Metals such as silver and gold peaked to fresh highs on Friday, but both returned to more temperated prices amid profit-taking. However, the bullish sentiment is tangible in the market.
Factors that are contributing to metals upside are geopolitical tensions in the middle east with Iran and the United States crossing declarations, Also, the US capturing of the Iranian Grace 1 oil tanker in Gibraltar, Mediterranean sea, by the US and UK.
Additionally, talks of a rate cut by the Fed are pushing the dollar index under pressure.
As per context, dollar index is trading positive on Friday after logging two negative sessions which drove the unit from 97.45 on Wednesday to 96.65 on Thursday.
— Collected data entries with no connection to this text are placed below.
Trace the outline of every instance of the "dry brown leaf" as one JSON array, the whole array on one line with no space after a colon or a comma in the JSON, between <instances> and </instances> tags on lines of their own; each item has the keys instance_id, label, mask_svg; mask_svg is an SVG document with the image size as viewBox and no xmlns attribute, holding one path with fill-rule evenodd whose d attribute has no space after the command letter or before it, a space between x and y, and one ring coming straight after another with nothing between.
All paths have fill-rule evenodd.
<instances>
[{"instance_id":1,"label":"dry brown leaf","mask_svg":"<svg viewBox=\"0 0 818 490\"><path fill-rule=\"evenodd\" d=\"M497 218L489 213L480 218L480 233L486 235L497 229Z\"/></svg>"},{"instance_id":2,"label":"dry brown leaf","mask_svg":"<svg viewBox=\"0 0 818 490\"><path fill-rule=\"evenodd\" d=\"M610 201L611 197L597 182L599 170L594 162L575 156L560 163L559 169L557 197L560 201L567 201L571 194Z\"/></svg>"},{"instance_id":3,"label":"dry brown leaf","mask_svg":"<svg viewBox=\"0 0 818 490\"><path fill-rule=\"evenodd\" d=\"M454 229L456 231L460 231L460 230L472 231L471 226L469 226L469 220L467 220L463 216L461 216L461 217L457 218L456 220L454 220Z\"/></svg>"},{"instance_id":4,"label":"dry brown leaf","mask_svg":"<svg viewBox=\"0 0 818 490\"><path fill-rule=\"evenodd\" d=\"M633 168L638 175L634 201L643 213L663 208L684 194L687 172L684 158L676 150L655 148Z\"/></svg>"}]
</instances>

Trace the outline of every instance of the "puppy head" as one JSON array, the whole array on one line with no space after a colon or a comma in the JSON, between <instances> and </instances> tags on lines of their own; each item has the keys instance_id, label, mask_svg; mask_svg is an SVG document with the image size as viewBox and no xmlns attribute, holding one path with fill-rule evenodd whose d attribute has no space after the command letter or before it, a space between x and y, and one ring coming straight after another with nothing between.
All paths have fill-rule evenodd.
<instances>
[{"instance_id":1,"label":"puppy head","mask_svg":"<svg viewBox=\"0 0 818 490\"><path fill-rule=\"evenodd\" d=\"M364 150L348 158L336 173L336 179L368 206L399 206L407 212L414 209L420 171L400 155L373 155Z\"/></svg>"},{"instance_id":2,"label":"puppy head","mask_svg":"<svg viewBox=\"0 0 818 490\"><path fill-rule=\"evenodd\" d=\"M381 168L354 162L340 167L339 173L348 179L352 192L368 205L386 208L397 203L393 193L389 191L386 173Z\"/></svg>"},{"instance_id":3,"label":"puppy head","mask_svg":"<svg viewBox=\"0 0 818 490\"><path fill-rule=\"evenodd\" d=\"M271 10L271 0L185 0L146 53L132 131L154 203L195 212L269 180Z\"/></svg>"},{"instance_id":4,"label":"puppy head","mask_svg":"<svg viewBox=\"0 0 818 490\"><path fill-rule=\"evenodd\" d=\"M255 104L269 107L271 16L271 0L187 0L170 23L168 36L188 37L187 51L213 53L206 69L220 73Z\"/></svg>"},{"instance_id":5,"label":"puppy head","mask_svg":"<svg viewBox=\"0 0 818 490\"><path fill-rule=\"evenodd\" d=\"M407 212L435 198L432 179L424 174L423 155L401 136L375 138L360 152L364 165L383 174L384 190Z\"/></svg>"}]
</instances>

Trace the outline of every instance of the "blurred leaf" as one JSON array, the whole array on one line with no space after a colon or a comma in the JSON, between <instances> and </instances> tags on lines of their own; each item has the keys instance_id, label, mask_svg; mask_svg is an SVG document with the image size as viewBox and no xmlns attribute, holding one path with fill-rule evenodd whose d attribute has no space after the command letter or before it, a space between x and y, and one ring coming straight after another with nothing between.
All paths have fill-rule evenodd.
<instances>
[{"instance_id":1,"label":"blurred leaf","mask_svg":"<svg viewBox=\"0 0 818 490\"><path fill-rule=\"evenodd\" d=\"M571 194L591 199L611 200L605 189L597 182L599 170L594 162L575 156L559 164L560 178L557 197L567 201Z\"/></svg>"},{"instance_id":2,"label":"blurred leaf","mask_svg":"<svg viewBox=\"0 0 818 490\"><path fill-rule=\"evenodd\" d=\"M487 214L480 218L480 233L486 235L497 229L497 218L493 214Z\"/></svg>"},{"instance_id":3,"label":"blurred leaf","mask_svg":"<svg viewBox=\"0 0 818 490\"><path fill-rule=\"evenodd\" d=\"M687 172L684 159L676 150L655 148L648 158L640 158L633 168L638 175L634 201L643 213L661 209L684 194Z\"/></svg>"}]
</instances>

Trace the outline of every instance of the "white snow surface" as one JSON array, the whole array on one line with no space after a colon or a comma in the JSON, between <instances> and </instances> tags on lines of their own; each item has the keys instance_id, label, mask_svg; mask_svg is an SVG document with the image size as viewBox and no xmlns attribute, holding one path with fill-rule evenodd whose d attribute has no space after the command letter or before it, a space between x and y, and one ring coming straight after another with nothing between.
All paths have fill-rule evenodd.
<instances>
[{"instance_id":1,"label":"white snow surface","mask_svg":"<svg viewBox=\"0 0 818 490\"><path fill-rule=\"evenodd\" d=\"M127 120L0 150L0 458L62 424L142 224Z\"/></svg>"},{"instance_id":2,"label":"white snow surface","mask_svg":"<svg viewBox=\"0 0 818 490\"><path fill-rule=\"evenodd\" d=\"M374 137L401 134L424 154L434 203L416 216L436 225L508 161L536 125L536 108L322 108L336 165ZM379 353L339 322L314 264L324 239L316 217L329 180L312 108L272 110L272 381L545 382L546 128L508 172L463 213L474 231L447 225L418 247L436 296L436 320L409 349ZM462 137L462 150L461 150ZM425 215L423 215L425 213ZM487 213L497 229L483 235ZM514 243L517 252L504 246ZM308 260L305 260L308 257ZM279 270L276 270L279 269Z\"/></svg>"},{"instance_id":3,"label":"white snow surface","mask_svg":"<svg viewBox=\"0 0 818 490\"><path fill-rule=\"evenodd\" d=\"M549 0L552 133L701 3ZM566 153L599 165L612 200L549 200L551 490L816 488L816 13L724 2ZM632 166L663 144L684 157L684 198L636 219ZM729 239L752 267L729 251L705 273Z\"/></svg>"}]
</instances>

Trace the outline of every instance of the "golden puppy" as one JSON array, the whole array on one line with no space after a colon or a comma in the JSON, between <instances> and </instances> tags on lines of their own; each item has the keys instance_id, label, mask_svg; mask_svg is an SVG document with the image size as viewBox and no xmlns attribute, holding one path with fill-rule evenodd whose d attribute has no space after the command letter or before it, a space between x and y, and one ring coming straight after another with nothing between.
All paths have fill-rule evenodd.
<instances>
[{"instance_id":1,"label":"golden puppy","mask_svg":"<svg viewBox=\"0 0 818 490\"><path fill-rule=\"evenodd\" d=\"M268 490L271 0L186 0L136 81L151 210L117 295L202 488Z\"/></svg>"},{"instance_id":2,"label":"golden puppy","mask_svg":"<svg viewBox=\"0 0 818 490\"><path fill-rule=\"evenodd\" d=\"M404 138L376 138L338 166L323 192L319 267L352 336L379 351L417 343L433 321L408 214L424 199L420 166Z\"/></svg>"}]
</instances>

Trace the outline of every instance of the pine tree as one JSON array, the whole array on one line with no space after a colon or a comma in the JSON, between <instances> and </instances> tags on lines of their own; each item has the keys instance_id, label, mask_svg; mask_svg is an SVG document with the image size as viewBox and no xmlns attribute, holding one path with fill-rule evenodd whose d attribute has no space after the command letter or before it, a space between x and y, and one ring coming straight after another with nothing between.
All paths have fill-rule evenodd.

Today, DXY is 0.50% positive at 97.17. On the week, DXY remains positive but inside a small range between 96.65 and 97.45.
Gold down after peaking at 1,450, 6-year high
Gold is trading negative on Friday as investors are booking profits ahead of the weekend and following a jump in prices to 1,450. Geopolitical tensions, trade war, and speculations for a rate cut by the Fed are the catalyst.
On Thursday, XAU/USD posted a significant advance from the 1,420 area to break above the 1,440 resistance that contained the pair for almost one month. On Friday, gold extended gains to trade as high as 1,453, its highest level since May 2013; however, the unit was unable to maintain prices, and it is now back below 1,440.
After reaching 6-year highs at 1,453, investors started to book profits on a typical Friday session ahead of the weekend. Bullion is now trading 0.60% negative on the day at 1,437.
Gold is testing back the now support at 1,440. A close above that level would open the doors for an extended run during the next week, fueled by more speculations on rate cuts.
To the upside, the immediate resistance is, obviously, the 1,450 area; Above there, 1,480 and the psychological level of 1,500 are the frontiers before 1,530, a critical level to watch.
To the downside, if gold returns below 1,440, it will find supports at 1,420, 1,400 and 1,380. Overall, XAU/USD would be getting back into the previous range it has been trading in the last month.
On the week, gold is ready to close its second positive week in a row as the whole week has been influenced by rate cut speculations that are affecting the dollar index. It would be the seventh positive close in the last nine sessions.
Silver extends gains to 16.45, fresh 1-year high
Silver doesn’t care about profit-taking on Friday, and it is trading positive for the sixth positive day in a row. On Friday, XAG/USD extended gains to 16.45, its highest level since June 2018.
Investors are looking for the metal as an excellent asset to put their money besides gold. Six days of gains are a testimony of that. However, the metal is returning to levels around 16.35, where it could turn negative in the day.
If the unit keeps its retracement, it will find supports at 16.20 and 16.00. To the upside, 16.50 is the natural resistance now. Above there, check for the 16.80 and 17.30 as the frontiers.
On the weekly chart, XAG/USD just exploded the current week as it is ready to close its best week in 3 years with a potential gain of 7.25%. The period left a significant technical break event at 16.20.